Tuesday, August 12, 2014

Nonprofit's magazine in Michigan explores rural hardships such as poverty and homelessness

Bridge, a magazine published by The Center for Michigan, has been running a series exploring the hardships facing rural Michigan residents. "The statistics are sobering, with many rural communities struggling with moribund economies, mediocre schools and searing poverty, as well as difficulty accessing basic services like medical specialists, public transportation and broadband Internet access," writes Editor David Zeman. "Compounding these challenges is a decline in political clout in Lansing, as more people move to metropolitan areas." (Map: Poverty-rate ranges by county) 

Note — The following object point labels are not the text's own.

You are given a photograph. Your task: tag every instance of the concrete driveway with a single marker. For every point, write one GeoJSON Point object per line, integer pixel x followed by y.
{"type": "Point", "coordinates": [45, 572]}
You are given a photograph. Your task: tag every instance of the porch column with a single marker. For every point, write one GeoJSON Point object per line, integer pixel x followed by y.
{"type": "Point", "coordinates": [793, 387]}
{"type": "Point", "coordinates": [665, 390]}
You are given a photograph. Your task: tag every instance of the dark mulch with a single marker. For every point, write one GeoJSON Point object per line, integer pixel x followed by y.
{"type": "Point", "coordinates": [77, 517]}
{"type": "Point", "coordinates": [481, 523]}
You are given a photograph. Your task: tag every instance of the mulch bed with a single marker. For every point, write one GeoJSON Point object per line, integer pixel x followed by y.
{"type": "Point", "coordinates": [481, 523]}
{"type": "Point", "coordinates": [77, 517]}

One story takes a look at a rural charter school that closed its doors. "When fourth grader Ian Matthews heard his school would close the end of the last academic year, he said he asked his principal, 'Why do they want to break people’s hearts?'," Pat Shellenbarger writes. "For Ian and more than 150 other students, Threshold Academy, a charter in rural Ionia County, had been a refuge from the constant reminders in other schools that they were different because their families were poor. More than 90 percent of Threshold students qualified for a free or reduced-price lunch."

Another story looks at Lake County, one of the poorest regions in the state. "Robert Traviss’s house, if you can call it that, is an old camper trailer he shares with two Chihuahuas named Spaz and Boots," Shellenbarger writes. "The trailer is parked in the side yard of the home, now rotting away, where he grew up. A second camper trailer, even older, is in the front yard and is filled with the tools he used before a stroke left him disabled. From the camper’s door, Traviss, 55, can look across fields, where deer graze. If he steps outside with his walker and surveys the neighborhood, he sees poverty – rural poverty, the kind that is little noticed by much of the nation. He used to be a machinist and a tool and die maker, but now, since the stroke, his only income is from Social Security disability."

Other stories focus on a 22-year-old panhandler who has been on his own since he was 14, communities trying to craft restrictions on panhandling, being poor in the state’s most affluent county (Livingston) and homeless students in Montcalm, Ionia, Isabella and Gratiot counties – four largely rural regions in Central Michigan. (Read more) The center, a nonprofit, says its objective is "to make Michigan a better place by by encouraging greater understanding and involvement in policy issues among the state’s citizens and making sure their voices are regularly heard."